In 1975, Davis was asked to take over the presidency of Macalester College in St. Paul, which was struggling with student unrest and budget problems. Davis won the respect of benefactors and faculty members, as well as students.
Nine years later, having improved its finances and restored good relations with the school's chief benefactor, DeWitt Wallace, Davis resigned.
His reputation as the titan of troubleshooters was cemented in his next role: interim president of the Children's Theatre Company and School, which had been rocked by a sex scandal. Over 18 months, Davis helped the theater rebuild its resources and reputation.
He later held interim leadership positions at the Minneapolis College of Art and Design and Mankato State University (now Minnesota State University, Mankato), and both at Minneapolis schools and the financially troubled St. Paul Chamber Orchestra in 1993.
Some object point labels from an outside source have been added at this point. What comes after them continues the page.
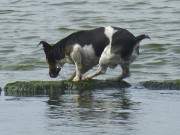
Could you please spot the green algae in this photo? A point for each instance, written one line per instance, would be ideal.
(162, 85)
(30, 88)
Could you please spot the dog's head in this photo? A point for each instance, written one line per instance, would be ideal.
(53, 56)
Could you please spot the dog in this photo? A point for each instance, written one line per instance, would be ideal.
(103, 46)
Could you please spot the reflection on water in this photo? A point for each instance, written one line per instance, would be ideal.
(99, 109)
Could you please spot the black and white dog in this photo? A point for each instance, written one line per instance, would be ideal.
(105, 46)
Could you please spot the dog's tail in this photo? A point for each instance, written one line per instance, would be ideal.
(141, 37)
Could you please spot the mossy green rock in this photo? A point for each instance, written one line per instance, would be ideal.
(30, 88)
(162, 85)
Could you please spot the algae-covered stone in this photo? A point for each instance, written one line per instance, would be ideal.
(162, 85)
(29, 88)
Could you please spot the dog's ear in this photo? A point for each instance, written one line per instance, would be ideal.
(45, 44)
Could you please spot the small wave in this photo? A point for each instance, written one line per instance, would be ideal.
(69, 3)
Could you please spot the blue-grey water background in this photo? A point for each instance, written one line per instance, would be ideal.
(131, 111)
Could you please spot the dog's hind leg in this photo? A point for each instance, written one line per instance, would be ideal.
(77, 58)
(100, 70)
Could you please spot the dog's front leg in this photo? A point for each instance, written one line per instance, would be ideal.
(125, 71)
(77, 58)
(100, 70)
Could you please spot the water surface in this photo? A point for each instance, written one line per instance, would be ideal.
(135, 110)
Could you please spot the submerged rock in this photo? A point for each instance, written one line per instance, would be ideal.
(31, 88)
(162, 85)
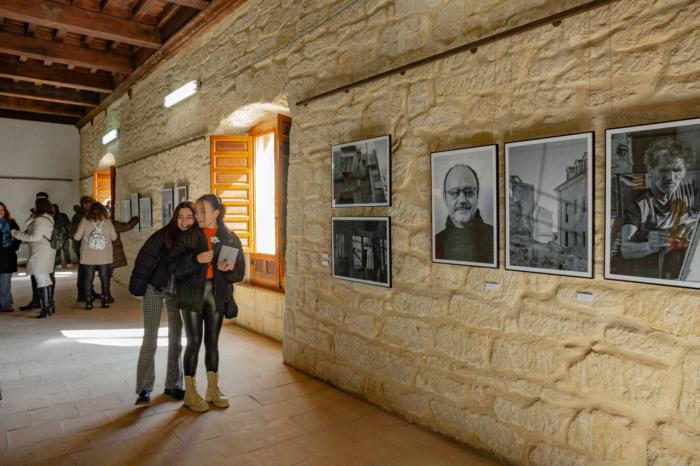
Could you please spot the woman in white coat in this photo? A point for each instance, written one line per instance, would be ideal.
(41, 255)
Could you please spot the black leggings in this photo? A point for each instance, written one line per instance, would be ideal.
(89, 276)
(207, 322)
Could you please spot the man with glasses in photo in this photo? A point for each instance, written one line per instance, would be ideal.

In 1994, Minnesota Monthly magazine named him its Man of the Year.
"There are only a handful of people I've known in Minnesota who could compare to his accomplishments. It is extraordinary the way he could step into situations," said his friend, former St. Paul Mayor George Latimer.
"He is in that handful of people who was a great man who did great things and was a good and decent man. His commitment to the mission always took precedence, never his ego."
A clarion voice
In the years since, he continued to serve on many business, academic, arts and literacy boards. He also contributed widely to public debate about education.
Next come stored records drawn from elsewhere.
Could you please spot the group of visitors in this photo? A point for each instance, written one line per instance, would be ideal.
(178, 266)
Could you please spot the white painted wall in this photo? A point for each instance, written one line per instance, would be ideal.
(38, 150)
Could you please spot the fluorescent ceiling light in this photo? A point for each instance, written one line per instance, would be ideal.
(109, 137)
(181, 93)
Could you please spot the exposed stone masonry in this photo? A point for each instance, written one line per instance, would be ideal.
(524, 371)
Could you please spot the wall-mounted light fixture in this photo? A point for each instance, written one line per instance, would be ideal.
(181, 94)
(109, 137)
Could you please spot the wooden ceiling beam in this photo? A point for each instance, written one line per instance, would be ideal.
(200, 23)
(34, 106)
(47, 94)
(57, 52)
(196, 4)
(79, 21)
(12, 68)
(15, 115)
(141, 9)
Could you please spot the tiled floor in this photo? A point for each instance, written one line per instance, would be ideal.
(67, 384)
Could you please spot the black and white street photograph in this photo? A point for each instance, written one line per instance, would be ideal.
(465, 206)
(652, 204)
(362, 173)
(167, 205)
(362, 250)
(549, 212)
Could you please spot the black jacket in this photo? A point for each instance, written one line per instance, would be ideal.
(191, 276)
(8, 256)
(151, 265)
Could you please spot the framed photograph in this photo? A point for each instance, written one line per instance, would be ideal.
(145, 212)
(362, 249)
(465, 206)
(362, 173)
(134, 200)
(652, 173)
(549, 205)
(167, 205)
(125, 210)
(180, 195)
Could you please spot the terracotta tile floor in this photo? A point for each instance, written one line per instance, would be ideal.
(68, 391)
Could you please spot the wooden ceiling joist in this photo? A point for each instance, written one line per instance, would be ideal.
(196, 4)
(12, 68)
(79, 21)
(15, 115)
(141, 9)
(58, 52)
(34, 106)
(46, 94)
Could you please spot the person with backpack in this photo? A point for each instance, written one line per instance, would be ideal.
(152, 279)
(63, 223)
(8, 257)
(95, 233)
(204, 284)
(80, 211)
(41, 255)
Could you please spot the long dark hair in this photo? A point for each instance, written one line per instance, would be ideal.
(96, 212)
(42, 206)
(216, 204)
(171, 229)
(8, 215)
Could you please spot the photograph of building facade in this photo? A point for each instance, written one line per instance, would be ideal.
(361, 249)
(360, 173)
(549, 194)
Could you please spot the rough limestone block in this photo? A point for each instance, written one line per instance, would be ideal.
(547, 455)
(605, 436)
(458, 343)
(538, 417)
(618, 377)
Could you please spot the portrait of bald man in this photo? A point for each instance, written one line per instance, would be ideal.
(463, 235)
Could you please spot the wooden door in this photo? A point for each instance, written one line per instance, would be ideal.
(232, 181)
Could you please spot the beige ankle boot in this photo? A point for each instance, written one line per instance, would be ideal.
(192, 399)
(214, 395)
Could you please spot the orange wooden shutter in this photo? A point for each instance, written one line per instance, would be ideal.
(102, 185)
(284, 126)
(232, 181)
Davis' style signature was a colorful bow tie, and he was an eloquent and motivating speaker. During his superintendency, a teacher said of him, "He could give somebody directions to the corner drugstore and it would come out sounding like the Gettysburg Address.''
Davis himself was modest about his successes, crediting those he worked with and saying of his various salvage roles, "I knew I would do best to capture finer minds to help me. Myself? I was a migrant worker.''
His first wife, Barbara, a teacher, died in 1983. He married his second wife, Joy, a professor and writer, in 1986.
In addition to his wife and his daughter Susan, he is survived by five other daughters, Nancy Lasar of Washington Depot, Conn., Martha Anne Pattee, of Evanston, Ill., Deborah Madson of St. Paul, Rebecca Goltz of Grinnell, Iowa, and Sarah Davis of Minneapolis; two sons, John B. Davis III, of Dartmouth, Nova Scotia, and Lincoln Davis, of Edina; two stepsons, William King of Lake Tahoe, Calif., and Russell King of North Oaks; brother Kingsbury Davis (Tudy) of Haverhill, Mass., and at least a dozen grandchildren and two great-grandchildren.